Mais elle a moins d'importance dans Il faut vivre dangereusement, un bon policier de Claude Makowski où Claude Brasseur tient la vedette, et dans D'amour et d'eau fraîche, de Jean-Paul Blanc, qui n'a pas réédité ici le coup de maître de La vieille fille.

Isabelle Adjani n'a qu'un petit rôle dans Le locataire, de Roman Polanski, un film psychologico-fantastique qui rappelle un peu Répulsion, en moins convaincant, et qu'interprète le réalisateur lui-même. Mais François Truffaut lui a offert le personnage superbe d'Adèle H., la fille de Victor Hugo, dans un très beau film dont la pudeur, gommant volontairement tout effet spectaculaire, a malheureusement dérouté le grand public.

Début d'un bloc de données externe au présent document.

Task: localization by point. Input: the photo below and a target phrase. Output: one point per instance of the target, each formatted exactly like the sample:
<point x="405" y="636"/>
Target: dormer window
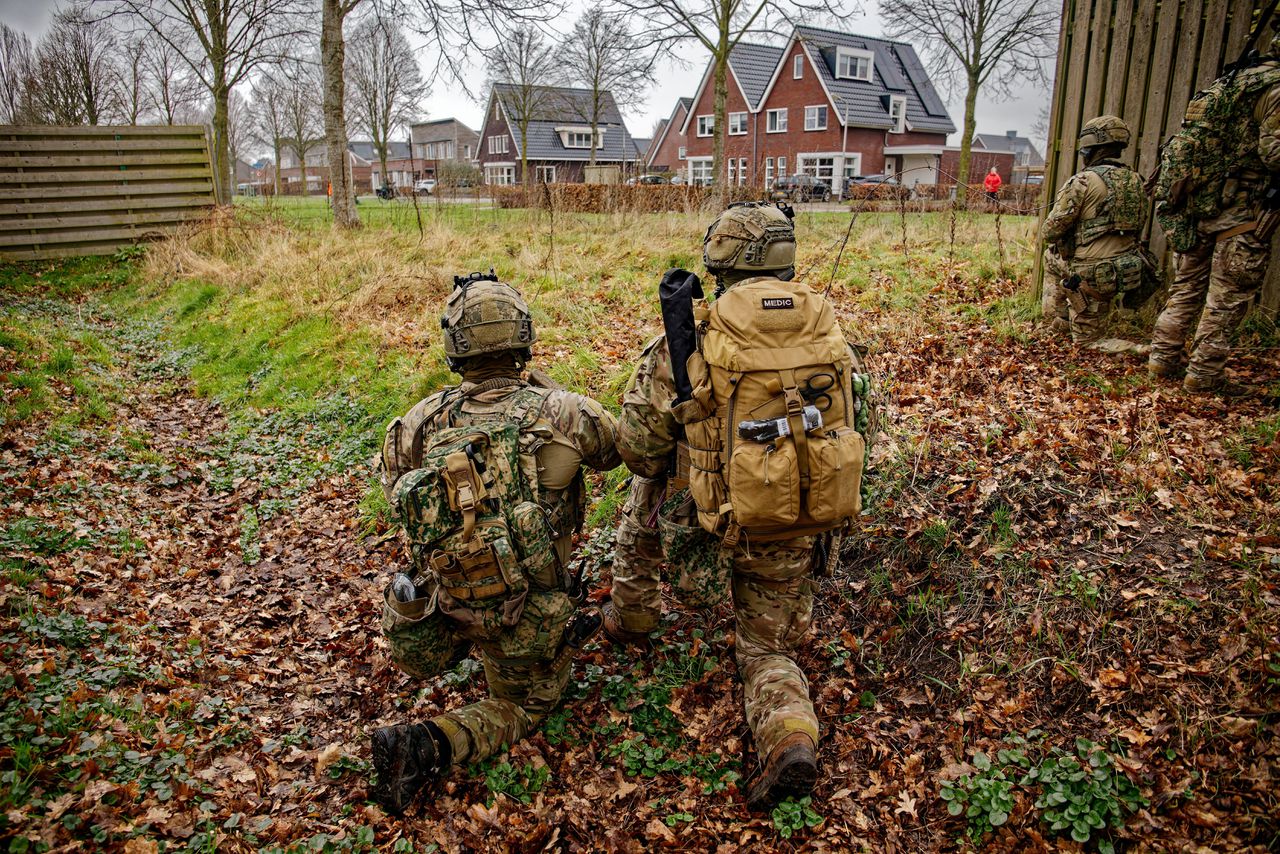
<point x="580" y="137"/>
<point x="853" y="64"/>
<point x="897" y="113"/>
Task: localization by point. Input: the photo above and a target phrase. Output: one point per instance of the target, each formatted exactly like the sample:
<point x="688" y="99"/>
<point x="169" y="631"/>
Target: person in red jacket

Le même Truffaut, cette année, donne la pleine mesure de son intelligente sensibilité avec le plus joli film jamais réalisé sur l'enfance, L'argent de poche. À rapprocher d'un des films les plus personnels de l'année, Un sac de billes, où Jacques Doillon a su raconter avec un naturel exempt de tout mélodrame l'épopée tragico-comique de deux petits garçons juifs à travers la France de l'Occupation ; et d'Un enfant dans la foule, de Gérard Blain, sélectionné pour Cannes, qui met en scène un petit garçon délaissé par ses parents à la fin de la guerre.

À signaler encore, du côté des femmes, l'élégante composition de Mireille Darc, call-girl de classe dans Le téléphone rose d'Édouard Molinaro, où elle ne fait qu'une bouchée de Pierre Mondy, parfait en petit patron racheté par les Américains ; le charme de Jane Birkin, aussi bien dans La course à l'échalote (le Claude Zidi de l'année) avec Pierre Richard, un succès de rire, que dans Catherine et compagnie, un divertissement gentillet de Michel Boisrond, ou dans Je t'aime moi non plus, premier film de son mari Serge Gainsbourg, et dans Le diable au cœur de Bernard Queysanne, agressif et très controversé.

Révélations

Deux comédiennes continuent leur progression vers le peloton de tête : Miou-Miou, qui garde son naturel gouailleur aussi bien dans le film italien Un génie, deux associés, une cloche que dans F. comme Fairbanks et dans D'amour et d'eau fraîche. Et Isabelle Huppert, découverte l'an dernier dans Dupont Lajoie. Avec des rôles encore mineurs, dans Le juge et l'assassin, et dans Le petit Marcel, premier film de Jacques Fansten, où elle est la petite amie de Jacques Spiesser, jeune garçon bien sage acculé à devenir indicateur de police, elle a suffisamment attiré l'attention pour obtenir le prix Suzanne-Bianchetti.